The Marigot centre delivers around 800 babies a year. It has few of the amenities you would associate with a modern maternity clinic, such as ultrasound, or even a reliable supply of catheters. There is no pain relief, not even paracetamol. “We recommend a shower [warm water can help ease the pain of contractions],” says Stephanie Roche, 30, the midwife who heads the clinic. Labouring women deliver alongside other women in a room with three beds; each has a detachable plastic cover and a bucket. While the clinic has basic plumbing and sanitation (fewer than a third of Haitians draw water from public or private taps; the rest comes from wells, bottled and bagged water, and cisterns filled by trucks); there is no air-conditioning, even though temperatures routinely reach 30C. It might not be obvious why women are better off delivering here rather than at home in a village, but the centre has not lost a mother or a baby since it opened in 2013. “Not one,” Roche says.

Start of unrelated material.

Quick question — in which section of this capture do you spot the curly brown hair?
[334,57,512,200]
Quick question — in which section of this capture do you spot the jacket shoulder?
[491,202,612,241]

Staffed by two midwives and an auxiliary nurse, and funded by the UNFPA (United Nations Population Fund), it provides antenatal and maternity care, all free of charge. Most healthcare in Haiti is paid for, with the average cost of a first antenatal visit ranging from $6 to $25. The clinic also offers family-planning services and post-abortion care. Abortion is illegal in Haiti, and complications from unsafe terminations are another cause of maternal mortality.

“Women are well taken care of, and that is very rare in this area,” Roche says. The oldest of three children born to a single mother who worked in a shop, Roche started her career as a nurse, inspired by her grandmother who worked as a hospital assistant. “She gave me real equipment to play with,” she says. “I used to practise giving injections to the lizards on my bedroom wall. My sister and aunt are both nurses. I come from a family where all the women are nurses.” After studying nursing in Port-au-Prince, she worked for 18 months in a hospital in Marchand-Dessalines, in the northern region of Artibonite. [. . .]

[Photo above by Elena Heatherwick: Stephanie Roche, the midwife who heads the center.]